Император и все придворные стояли на берегу в ожидании исхода этого великого предприятия. На середине пролива вода доходила мне по горло, и они не могли видеть меня. Они видели только корабли, подвигавшиеся широким полумесяцем к нашему берегу. Император решил, что я утонул, а неприятельский флот приближается с враждебными намерениями. Но скоро его опасения исчезли. С каждым шагом пролив становился мельче, и я все больше показывался из воды. Подойдя на такое расстояние, чтобы меня можно было расслышать с берега, я поднял вверх связку веревок, к которым были привязаны корабли, и громко закричал: «Да здравствует могущественнейший император Лилипутии!» Когда я вышел на берег, великий монарх осыпал меня всяческими похвалами и тут же пожаловал мне титул нардака, самый высокий в государстве.
Но честолюбие монархов не имеет пределов. Его величеству очень хотелось, чтобы я захватил и все остальные корабли неприятеля. Повидимому, он задумал завоевать империю Блефуску. Управляя ею через своего наместника, он мог бы навести там свои порядки: истребить укрывающихся тупоконечников и принудить всех блефускуанцев разбивать яйца с острого конца. Тогда бы он стал полновластным владыкой вселенной{*}. Но я всячески старался отклонить императора от этого намерения. Я приводил ему многочисленные доводы, подсказанные мне как политическими соображениями, так и чувством справедливости. В заключение я решительно заявил, что никогда не соглашусь сделаться орудием порабощения храброго и свободного народа.
Мое смелое и откровенное заявление в корне противоречило честолюбивым мечтам его императорского величества. Он никогда не мог простить мне моего отказа содействовать его планам. Император весьма тонко дал понять это на заседании государственного совета. Мудрейшие из членов совета были, повидимому, на моей стороне, хотя выражали это только молчанием. Зато мои тайные враги поспешили воспользоваться удобным случаем и высказали ряд замечаний, направленных против меня. С этого времени его величество и враждебные мне министры повели против меня злобную интригу. Не прошло и двух месяцев, как они едва не погубили меня своими происками. Так, даже величайшие услуги, оказываемые монархам, не в силах перевесить в их глазах отказа в потворстве их страстям.
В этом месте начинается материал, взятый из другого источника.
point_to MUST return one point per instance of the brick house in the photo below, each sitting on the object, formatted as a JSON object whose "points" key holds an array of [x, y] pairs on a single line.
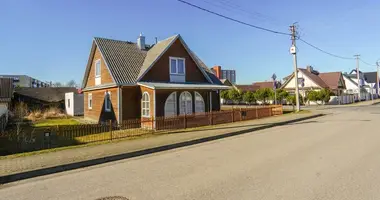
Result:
{"points": [[125, 80]]}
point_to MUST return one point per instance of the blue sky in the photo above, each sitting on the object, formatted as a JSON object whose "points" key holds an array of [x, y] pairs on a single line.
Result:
{"points": [[50, 39]]}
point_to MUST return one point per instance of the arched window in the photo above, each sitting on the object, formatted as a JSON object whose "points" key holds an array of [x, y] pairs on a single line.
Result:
{"points": [[145, 105], [171, 105], [185, 103], [199, 103]]}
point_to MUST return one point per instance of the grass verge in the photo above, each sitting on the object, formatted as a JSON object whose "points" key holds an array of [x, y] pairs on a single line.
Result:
{"points": [[55, 122]]}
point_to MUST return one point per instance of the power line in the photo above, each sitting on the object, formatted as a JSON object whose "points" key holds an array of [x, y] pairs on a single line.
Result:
{"points": [[323, 51], [367, 63], [232, 19]]}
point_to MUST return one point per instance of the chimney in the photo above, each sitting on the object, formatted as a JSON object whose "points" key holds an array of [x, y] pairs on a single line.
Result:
{"points": [[309, 68], [218, 71], [141, 42]]}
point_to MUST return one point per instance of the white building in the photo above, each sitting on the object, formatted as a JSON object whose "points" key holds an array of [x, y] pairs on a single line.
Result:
{"points": [[74, 104]]}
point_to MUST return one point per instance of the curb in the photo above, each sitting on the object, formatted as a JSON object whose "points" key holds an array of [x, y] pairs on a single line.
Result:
{"points": [[61, 168]]}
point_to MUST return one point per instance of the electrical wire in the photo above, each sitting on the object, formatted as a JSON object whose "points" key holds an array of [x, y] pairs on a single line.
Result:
{"points": [[232, 19], [323, 51], [367, 63], [268, 30]]}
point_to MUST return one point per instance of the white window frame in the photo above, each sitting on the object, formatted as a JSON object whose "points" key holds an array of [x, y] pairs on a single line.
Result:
{"points": [[89, 101], [142, 105], [176, 59], [100, 68], [195, 102], [186, 108], [107, 98], [175, 104]]}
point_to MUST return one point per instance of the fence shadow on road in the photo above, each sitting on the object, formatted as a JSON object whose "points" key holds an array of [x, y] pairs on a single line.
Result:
{"points": [[66, 167]]}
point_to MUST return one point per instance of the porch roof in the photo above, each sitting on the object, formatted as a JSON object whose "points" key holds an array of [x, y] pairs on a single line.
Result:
{"points": [[182, 86]]}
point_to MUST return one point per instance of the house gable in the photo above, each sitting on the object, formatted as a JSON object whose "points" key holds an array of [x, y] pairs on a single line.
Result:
{"points": [[308, 83], [105, 75], [159, 71]]}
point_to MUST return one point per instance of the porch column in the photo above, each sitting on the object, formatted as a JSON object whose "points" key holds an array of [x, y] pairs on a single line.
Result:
{"points": [[210, 101]]}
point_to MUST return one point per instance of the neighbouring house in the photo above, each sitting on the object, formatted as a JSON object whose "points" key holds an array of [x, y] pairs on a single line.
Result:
{"points": [[310, 79], [74, 103], [25, 81], [42, 98], [266, 84], [367, 82], [126, 80], [6, 94]]}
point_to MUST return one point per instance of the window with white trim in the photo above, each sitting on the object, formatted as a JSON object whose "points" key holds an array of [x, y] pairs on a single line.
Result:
{"points": [[177, 66], [89, 98], [185, 103], [107, 101], [199, 103], [171, 105], [97, 68], [145, 105]]}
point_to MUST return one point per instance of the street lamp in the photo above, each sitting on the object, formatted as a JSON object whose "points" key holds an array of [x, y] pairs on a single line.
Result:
{"points": [[274, 88]]}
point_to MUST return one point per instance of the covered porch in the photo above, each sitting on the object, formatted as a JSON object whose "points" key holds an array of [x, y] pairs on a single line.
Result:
{"points": [[175, 99]]}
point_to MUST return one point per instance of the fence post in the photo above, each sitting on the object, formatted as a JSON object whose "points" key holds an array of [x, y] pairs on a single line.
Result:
{"points": [[257, 114], [233, 113], [211, 116], [152, 120], [184, 121], [110, 130]]}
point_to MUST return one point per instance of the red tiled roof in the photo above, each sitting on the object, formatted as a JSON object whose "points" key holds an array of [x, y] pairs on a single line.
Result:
{"points": [[265, 84], [331, 79], [315, 78]]}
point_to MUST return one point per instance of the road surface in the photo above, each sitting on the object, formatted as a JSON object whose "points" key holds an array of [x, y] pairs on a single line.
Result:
{"points": [[332, 157]]}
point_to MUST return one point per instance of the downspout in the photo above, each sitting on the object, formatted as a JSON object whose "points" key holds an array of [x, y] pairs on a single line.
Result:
{"points": [[120, 104]]}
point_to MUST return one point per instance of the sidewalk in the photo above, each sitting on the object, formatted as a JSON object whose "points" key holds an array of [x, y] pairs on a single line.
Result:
{"points": [[102, 153]]}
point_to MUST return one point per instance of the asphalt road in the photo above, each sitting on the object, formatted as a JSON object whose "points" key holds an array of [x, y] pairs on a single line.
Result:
{"points": [[332, 157]]}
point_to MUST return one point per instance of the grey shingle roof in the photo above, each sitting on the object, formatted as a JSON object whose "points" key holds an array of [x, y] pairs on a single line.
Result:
{"points": [[124, 59], [155, 52], [127, 63]]}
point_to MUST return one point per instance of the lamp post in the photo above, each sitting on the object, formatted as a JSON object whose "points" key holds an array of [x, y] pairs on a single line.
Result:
{"points": [[274, 88]]}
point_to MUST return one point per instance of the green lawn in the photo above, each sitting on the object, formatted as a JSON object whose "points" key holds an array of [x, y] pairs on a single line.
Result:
{"points": [[54, 122]]}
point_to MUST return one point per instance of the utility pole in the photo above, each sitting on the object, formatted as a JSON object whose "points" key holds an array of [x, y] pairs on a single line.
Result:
{"points": [[293, 50], [377, 80], [358, 76]]}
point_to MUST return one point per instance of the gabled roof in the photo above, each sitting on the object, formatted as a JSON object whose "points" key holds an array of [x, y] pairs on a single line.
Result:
{"points": [[370, 77], [156, 52], [128, 64], [50, 94], [315, 78], [331, 79], [264, 84]]}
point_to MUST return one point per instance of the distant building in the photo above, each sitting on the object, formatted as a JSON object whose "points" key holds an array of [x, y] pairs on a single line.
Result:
{"points": [[25, 81], [224, 73]]}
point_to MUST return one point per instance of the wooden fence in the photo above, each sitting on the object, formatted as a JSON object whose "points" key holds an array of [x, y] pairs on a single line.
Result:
{"points": [[22, 139], [3, 122]]}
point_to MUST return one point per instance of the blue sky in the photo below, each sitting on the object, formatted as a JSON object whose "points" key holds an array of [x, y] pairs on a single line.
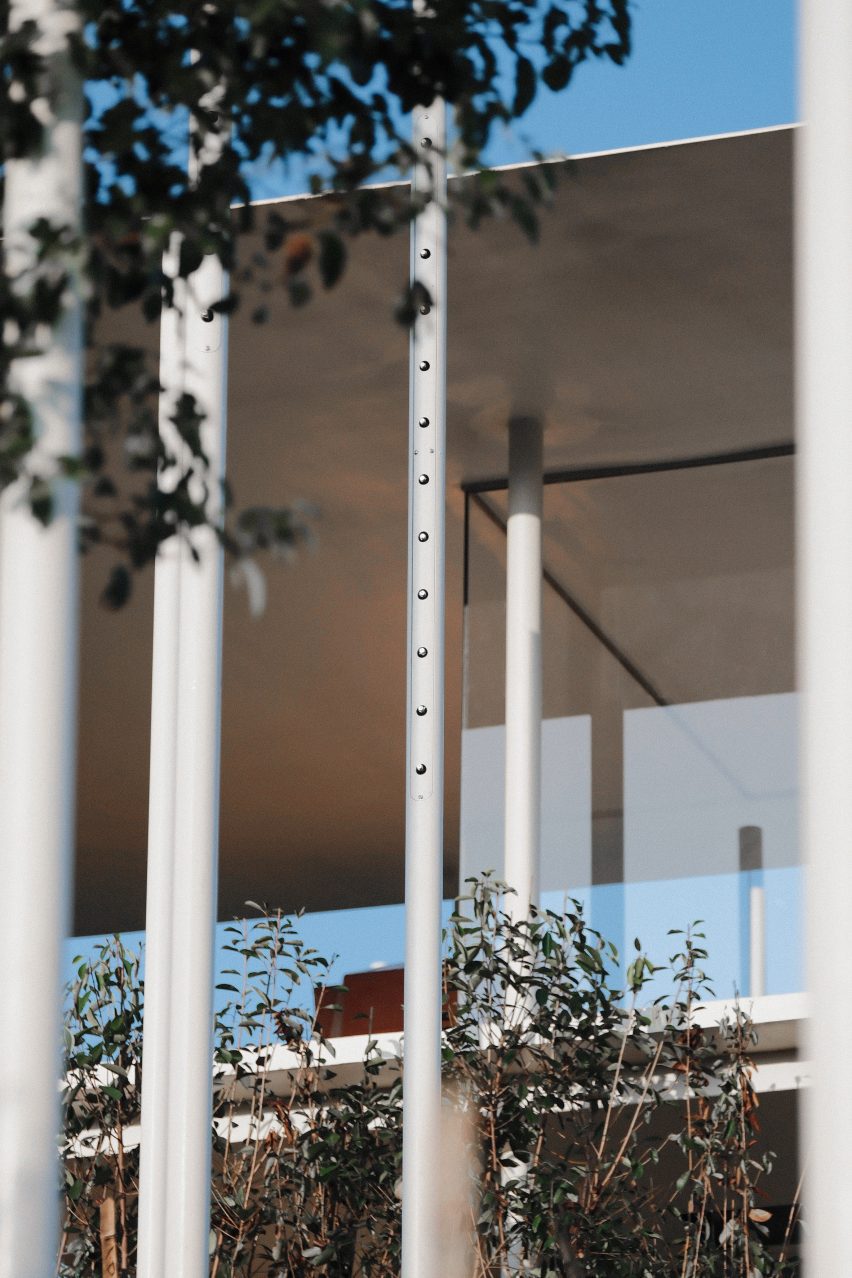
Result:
{"points": [[698, 67]]}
Спустя три недели после описанного подвига от императора Блефуску прибыло торжественное посольство с предложением мира. Послы шли на всяческие уступки, и уже через несколько дней был подписан чрезвычайно выгодный для нашего императора мирный договор.
Посольство состояло из шести посланников и около пятисот человек свиты. Кортеж отличался большим великолепием и вполне соответствовал величию монарха и важности миссии. Я принимал некоторое участие в мирных переговорах. Благодаря моему влиянию при дворе — действительному или только кажущемуся — мне удалось оказать немало услуг посольству. По окончании переговоров послы, зная о моем расположении к ним, удостоили меня официальным посещением. Они наговорили мне много любезностей по поводу моей храбрости и великодушия и передали приглашение императора посетить их страну. В заключение они попросили меня показать несколько примеров моей удивительной силы, о которой они слышали столько чудесных рассказов. Я с готовностью согласился исполнить их желание и проделал несколько забавных фокусов, от которых они пришли в великое изумление.
При расставании я просил послов засвидетельствовать мое глубокое почтение его величеству, их повелителю, слава о доблестях которого по справедливости наполняла весь мир восхищением, и передать мое твердое решение лично представиться ему перед возвращением в мое отечество.
На первой же аудиенции у нашего императора я почтительно просил позволения посетить блефускуанского монарха. Император дал свое согласие, но обошелся со мной очень холодно. Я долго не мог понять причину этой холодности, пока одна важная особа не объяснила мне, в чем дело. Оказывается, Флимнап и Болголам представили императору мои сношения с посольством в самом невыгодном для меня свете. Само собой разумеется, что все их наговоры были ложью. Совесть моя была совершенно чиста перед императором{*}. Тут-то я впервые — хотя еще смутно — начал понимать, что такое министры и придворная жизнь.
Необходимо заметить, что послы разговаривали со мной при помощи переводчика. Язык блефускуанцев настолько же отличается от языка лилипутов, насколько разнятся между собой языки двух европейских народов. При этом каждая из наций гордится древностью, красотой и выразительностью своего языка, относясь с явным презрением к языку своего соседа. Наш император, пользуясь тем, что мы, захватив флот противника, оказались в более выгодном положении, обязал посольство Блефуску представить верительные грамоты и вести переговоры на лилипутском языке.